Most hobbyists dose their fish tanks with at least one chemical. Most often, this is a dechlorinator that removes chlorine and chloramine to make water safe for fish, but can also include medications. However, most of these chemicals are not food-grade and cannot be ingested safely for certain. Some fish keepers use alternatives, like ascorbic acid, as a dechlorinator, but this takes some special measuring.

One product you might not consider a threat to plants is aquarium salt. Most plants cannot physiologically process salt and may start to die as a result. You should never use saltwater for a garden if you keep a marine tank.

If the tank has been medicated in the past is is currently being medicated, you should also not use the water on your garden.

In general, you should avoid using chemically treated fish tank water on plants you intend to eat.

Does pH matter?

So far, we have not discussed pH. Freshwater aquariums typically have a neutral pH of around 7.0, but some blackwater or cichlid tanks might have well above or below that. Most plants thrive in the neutral zone, though some species prefer acidic or basic conditions respectively.

Another important parameter to consider is alkalinity, or the ability of water to buffer changes in pH. This parameter is rarely discussed in freshwater aquariums, with general hardness being a bigger concern. However, a high alkalinity can also impede plant growth and start to affect the effectiveness of pesticides and other enhancers.

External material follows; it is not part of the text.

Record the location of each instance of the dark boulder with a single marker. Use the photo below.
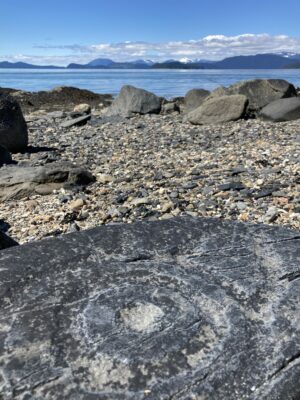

If you’re serious about using your fish tank’s water to facilitate your plant growth, you might be interested in the greater field of aquaponics.

This takes growing plants with fish tank water to a whole other level. Simply put, aquaponics is sustainable farming using a closed-loop system that is dependent on the nitrogen cycle: fish create waste and the plants uptake the nutrients. Plants are grown directly in the water for easy nutrient uptake without the need for soil.

Some plants that can be grown in these systems include lettuce, tomatoes, peppers, and herbs.


Can I use fish tank water to water my plants?

Yes! Freshwater fish tank water is a great source of nutrients required for healthy plant growth, like nitrates. However, too much watering with aquarium water can overload your plants with nutrients, which can also be detrimental.

Is aquarium water conditioner good for plants?

If you’re planning on eating the foods you’re growing, you should not use chemically treated fish tank water. This is because these chemicals have not been evaluated for consumption. Instead, alternatives, like ascorbic acid, could be used to neutralize chlorine for fish.

Is fish tank water good for gardens?

Yes, you can use fish tank water on indoor and outdoor plants. Make sure to avoid plants that you will eat as aquarium water is often treated with various chemicals, like dechlorinator.


If you love aquariums and gardening, then there are many reasons to start using your tank water to feed your plants! Aquarium water is packed with important nutrients, like nitrate, that can fertilize your plants as needed. Avoid using water that has been chemically treated on edible plants, but save your water change leftovers for later use.